Healthcare.gov could easily move to the same model, and here’s the crazy part – several companies, including eHealthInsurance.com and GetInsured.com, already have healthcare exchanges certified to sell ACA plans WITH subsidies! While any licensed insurance agent (including websites) can sell ACA-compliant policies, a handful have built out their technology to work with the federal government and provide access to subsidized ACA insurance. Rather than competing with these firms, Healthcare.gov could terminate many of its bloated IT contracts and simply list certified private exchanges on its site. These exchanges would provide a free shopping experience for consumers, and earn a commission on policies sold in a manner similar to the financing system for healthcare.gov itself [2]. Let HHS & CMS employees set and administer the rules of the ACA, and leave the exchanges themselves to the private sector – leading to benefits for taxpayers and health insurance shoppers alike.

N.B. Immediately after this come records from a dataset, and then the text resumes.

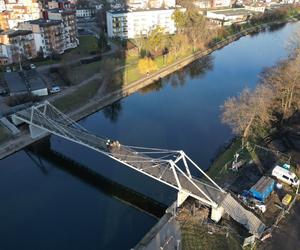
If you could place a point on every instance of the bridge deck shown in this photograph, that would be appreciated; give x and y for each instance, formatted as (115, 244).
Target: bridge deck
(134, 159)
(160, 170)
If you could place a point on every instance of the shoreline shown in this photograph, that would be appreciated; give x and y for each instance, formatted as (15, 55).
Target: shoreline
(16, 144)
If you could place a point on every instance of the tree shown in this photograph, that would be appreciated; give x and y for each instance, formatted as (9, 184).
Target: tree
(178, 44)
(248, 113)
(102, 42)
(284, 79)
(140, 43)
(156, 41)
(180, 19)
(146, 65)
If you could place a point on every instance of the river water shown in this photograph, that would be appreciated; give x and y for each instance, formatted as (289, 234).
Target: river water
(45, 207)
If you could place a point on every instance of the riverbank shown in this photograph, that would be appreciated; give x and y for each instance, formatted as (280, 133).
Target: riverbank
(91, 106)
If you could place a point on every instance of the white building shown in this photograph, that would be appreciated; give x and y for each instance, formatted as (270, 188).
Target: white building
(68, 19)
(229, 16)
(134, 23)
(204, 4)
(143, 4)
(84, 12)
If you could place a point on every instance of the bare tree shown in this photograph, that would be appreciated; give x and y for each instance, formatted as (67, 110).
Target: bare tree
(248, 113)
(284, 79)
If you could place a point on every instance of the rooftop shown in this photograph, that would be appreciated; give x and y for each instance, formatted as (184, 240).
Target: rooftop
(43, 23)
(63, 12)
(129, 10)
(14, 33)
(232, 12)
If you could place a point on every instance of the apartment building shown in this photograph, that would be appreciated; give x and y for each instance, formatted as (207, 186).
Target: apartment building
(143, 4)
(204, 4)
(16, 11)
(85, 12)
(69, 25)
(135, 22)
(19, 45)
(48, 35)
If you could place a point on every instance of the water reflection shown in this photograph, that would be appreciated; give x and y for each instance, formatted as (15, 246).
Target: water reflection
(42, 150)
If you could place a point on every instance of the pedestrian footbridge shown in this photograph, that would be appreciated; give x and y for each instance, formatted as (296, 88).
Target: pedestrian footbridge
(170, 167)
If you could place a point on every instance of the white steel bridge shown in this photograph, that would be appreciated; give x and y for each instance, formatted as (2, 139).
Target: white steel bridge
(171, 167)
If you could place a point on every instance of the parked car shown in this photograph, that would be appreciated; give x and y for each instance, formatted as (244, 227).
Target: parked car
(285, 175)
(55, 89)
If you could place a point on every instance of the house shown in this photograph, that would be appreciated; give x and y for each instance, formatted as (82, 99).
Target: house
(69, 25)
(15, 12)
(48, 35)
(229, 16)
(205, 4)
(132, 23)
(85, 12)
(24, 82)
(19, 44)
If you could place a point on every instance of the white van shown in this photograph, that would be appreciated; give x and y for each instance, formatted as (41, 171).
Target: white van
(285, 175)
(55, 89)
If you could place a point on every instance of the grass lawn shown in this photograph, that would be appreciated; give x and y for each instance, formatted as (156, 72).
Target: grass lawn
(77, 98)
(195, 236)
(87, 44)
(79, 73)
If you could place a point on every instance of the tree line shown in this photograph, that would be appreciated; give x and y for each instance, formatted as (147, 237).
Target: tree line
(276, 98)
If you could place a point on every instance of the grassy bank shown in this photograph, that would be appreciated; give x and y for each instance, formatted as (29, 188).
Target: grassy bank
(78, 97)
(197, 237)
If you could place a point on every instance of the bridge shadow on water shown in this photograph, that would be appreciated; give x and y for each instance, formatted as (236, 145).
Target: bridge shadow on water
(42, 150)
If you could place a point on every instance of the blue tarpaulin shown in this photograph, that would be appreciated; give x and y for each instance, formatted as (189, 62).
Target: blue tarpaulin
(263, 188)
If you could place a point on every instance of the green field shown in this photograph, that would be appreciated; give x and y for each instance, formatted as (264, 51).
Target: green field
(196, 237)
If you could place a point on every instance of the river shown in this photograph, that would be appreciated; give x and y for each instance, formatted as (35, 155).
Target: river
(45, 207)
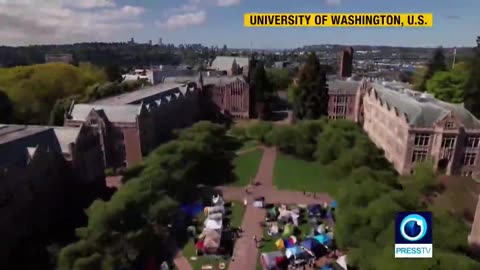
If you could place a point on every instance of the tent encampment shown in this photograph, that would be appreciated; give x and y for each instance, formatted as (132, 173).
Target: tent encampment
(294, 252)
(318, 250)
(271, 260)
(323, 239)
(211, 242)
(213, 224)
(288, 230)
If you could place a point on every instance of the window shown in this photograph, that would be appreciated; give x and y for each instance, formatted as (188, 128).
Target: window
(448, 142)
(340, 109)
(419, 155)
(469, 158)
(472, 142)
(422, 139)
(449, 124)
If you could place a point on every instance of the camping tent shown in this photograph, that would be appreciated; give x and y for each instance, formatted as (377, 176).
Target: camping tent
(288, 230)
(314, 247)
(323, 239)
(215, 209)
(293, 252)
(215, 216)
(192, 210)
(342, 262)
(211, 242)
(217, 200)
(270, 260)
(213, 224)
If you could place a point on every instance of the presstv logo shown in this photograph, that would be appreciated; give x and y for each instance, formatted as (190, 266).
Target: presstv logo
(413, 235)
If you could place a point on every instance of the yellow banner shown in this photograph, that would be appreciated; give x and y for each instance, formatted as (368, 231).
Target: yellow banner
(338, 20)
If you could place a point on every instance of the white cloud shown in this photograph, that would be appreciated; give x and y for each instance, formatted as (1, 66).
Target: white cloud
(226, 3)
(184, 20)
(87, 4)
(333, 2)
(26, 22)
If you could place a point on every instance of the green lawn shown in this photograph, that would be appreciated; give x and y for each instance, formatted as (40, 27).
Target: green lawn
(291, 173)
(248, 145)
(238, 210)
(246, 166)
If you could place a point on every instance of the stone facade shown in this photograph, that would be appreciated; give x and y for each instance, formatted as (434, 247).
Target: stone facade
(412, 127)
(133, 124)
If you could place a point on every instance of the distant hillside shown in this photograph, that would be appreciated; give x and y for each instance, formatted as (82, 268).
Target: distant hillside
(34, 89)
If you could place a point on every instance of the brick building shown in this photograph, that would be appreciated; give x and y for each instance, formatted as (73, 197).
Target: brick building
(346, 63)
(412, 127)
(39, 189)
(132, 124)
(230, 94)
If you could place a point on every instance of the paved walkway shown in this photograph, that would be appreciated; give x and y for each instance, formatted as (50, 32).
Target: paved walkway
(245, 253)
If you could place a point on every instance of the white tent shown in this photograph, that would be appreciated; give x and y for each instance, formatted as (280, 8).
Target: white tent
(342, 261)
(215, 216)
(217, 200)
(215, 209)
(213, 224)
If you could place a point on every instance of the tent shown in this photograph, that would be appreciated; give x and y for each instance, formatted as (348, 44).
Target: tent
(213, 224)
(192, 210)
(280, 244)
(215, 209)
(314, 247)
(288, 230)
(215, 216)
(342, 262)
(314, 209)
(293, 252)
(270, 260)
(217, 200)
(211, 242)
(323, 239)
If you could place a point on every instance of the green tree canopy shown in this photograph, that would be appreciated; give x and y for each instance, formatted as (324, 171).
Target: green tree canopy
(436, 64)
(449, 86)
(311, 98)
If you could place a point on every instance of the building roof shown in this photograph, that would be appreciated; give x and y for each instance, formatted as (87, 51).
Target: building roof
(349, 87)
(224, 63)
(136, 97)
(422, 111)
(66, 136)
(9, 133)
(115, 113)
(207, 80)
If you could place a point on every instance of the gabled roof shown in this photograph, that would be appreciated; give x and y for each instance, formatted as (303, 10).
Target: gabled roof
(66, 136)
(225, 63)
(115, 113)
(422, 112)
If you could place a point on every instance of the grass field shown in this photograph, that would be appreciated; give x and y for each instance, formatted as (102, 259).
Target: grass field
(238, 210)
(246, 166)
(291, 173)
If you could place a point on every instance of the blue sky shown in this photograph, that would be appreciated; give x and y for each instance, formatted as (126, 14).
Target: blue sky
(218, 22)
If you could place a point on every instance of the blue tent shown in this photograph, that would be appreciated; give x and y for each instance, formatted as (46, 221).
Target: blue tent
(333, 204)
(293, 251)
(315, 247)
(323, 239)
(192, 210)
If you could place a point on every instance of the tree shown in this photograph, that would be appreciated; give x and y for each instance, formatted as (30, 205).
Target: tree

[1] This paper found that 70% of government-run software projects failed to meet stated objectives. Government contract reform has become a hot topic as a result of healthcare.gov’s failure, but these problems have been going on for years.

[2] The ACA exchanges will charge insurers 3.5% of each policy premium sold on exchanges to finance the marketplace. While this “user fee” is lower than the commissions many private insurance brokers receive, many would likely still jump at the opportunity given the size of the new market on offer (perhaps 7 million individual policies through 2014).

The Failure of Healthcare IT

You can track a package down to the hour online. You can order a pizza online. You probably manage your finances online as well. You can even pay your taxes online! Why can’t you do almost anything with regard to your healthcare online? Why has the IT revolution failed so miserably in the health care industry?

A 2008 nationwide survey found that only 4% of physicians used a fully functional electronic medical records system (EMR). Health care information is certainly complex, but not any more so than information in many other industries. Integrating medical systems and ensuring seamless transfer of patients’ medical information would yield huge benefits, including fewer medical errors, few repeated tests, and less time spent filling forms. The security of modern IT systems has been tested by hackers again and again, but if it’s safe enough for trillions of dollars of financial transactions, it’s safe enough for medical records as well. So why haven’t EMR and health care IT progressed further?

IT Advance Who Benefits? Who Pays?
Electronic Medical Records Patients Doctors and Hospitals pay for installation, and could lose some revenue due to loss of additional tests, checkups, etc
Medical Record Portability Patients Doctors pay to upgrade systems, could lose revenue as above
Billing System Integration Doctors and Insurers Doctors and Insurers
Online Appointment Scheduling, Email Patients Doctors pay for website and systems, lose time spent on email if not reimbursed

Looking at the table above, it becomes obvious why America’s health care system practically guarantees IT will fail! In almost every case, information technology will cost health care providers money, while primarily benefiting patients (and perhaps payers). Why would any sane business invest in an IT system that has low or negative ROI? If health care were a truly free market, then in some areas IT might flourish, as patients demand conveniences like online appointments and control of their medical records. If US health care were dominated by a single payer, that system would enforce health care IT compliance and integration. But the bizarre no-man’s land of American health care reimbursement makes it difficult to advance IT beyond billing integration between providers and payers.

Can this situation be improved? The Obama administration has decided to get involved by offering carrots initially, followed by sticks later. Time will tell if this approach is sufficient to bring health care into the 21st century.